Uber could track passengers after they leave car, privacy group claims

Turn on or off the "God View?" A privacy group is concerned that Uber could abuse user trust

A privacy rights organization lashed out against Uber on Monday, accusing the country’s largest ride-sharing company of plans to deceptively collect personal data under an updated privacy policy slated to roll out next month.

In a 23-page complaint filed with the Federal Trade Commission, the Electronic Privacy Information Center called for the agency to investigate Uber and halt possible privacy invasions ahead of a revised policy set to take effect July 15.

“Uber’s revised privacy policy creates several risks for American consumers,” said EPIC in its complaint.

But Uber said in a statement that the complaint has “no basis” and that users would “be in control” of how they release personal information.  

“Our new privacy statements are much simpler to read and set out more clearly the data we collect, as well as how we use it,” the company said.

The biggest concern for EPIC, a Washington D.C.-based research center, is that Uber will collect location data from passengers even after they arrive at their destinations, as the Uber app can track GPS data if left running in the background of an iPhone, or other iOS device. Even users who turn off their GPS location finder could still be found through their phone IP address, which the privacy policy says offers a “unique identifier” for each user.
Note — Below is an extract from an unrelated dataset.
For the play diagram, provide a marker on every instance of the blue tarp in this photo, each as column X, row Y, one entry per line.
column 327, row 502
EPIC also claims that Uber will be able to access passenger’s contact lists, which it could use to send out promotional ads.
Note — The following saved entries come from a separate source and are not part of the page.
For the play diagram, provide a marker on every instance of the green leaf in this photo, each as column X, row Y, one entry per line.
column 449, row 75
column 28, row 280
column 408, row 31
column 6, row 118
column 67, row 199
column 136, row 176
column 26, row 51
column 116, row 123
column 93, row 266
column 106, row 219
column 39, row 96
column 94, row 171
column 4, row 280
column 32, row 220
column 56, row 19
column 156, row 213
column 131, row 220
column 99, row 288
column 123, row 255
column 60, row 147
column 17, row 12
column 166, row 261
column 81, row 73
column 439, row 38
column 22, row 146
Such practices would not comprise new parts of the privacy policy. Rather, they are existing data collection possibilities that have come under scrutiny after Uber revised its policy May 28, with the intent, it said, to be jargon-free and clear to readers.

But exacerbating the possibility of privacy invasion, said EPIC, is that Uber could abuse its users’ trust. According to EPIC, Uber tracked the location of journalists reporting on the company who had used its app, and one employee shared that data within the company. Other employees had turned on “God View,” an internal program, to track customers without their knowledge.

Uber has acknowledged that it could potentially track location data and contact lists as it launches new features on the app, but said it would do so only with the permission of users. Whether that would be through opting-in or opting-out has yet to be seen. For now, Uber said it does not plan to begin either practice on July 15.  

“Users will be in control: they will be able to choose whether to share the data with Uber,” the company said in a statement.

The FTC could not be reached Monday, and has not publicly stated how it plans to address the complaint.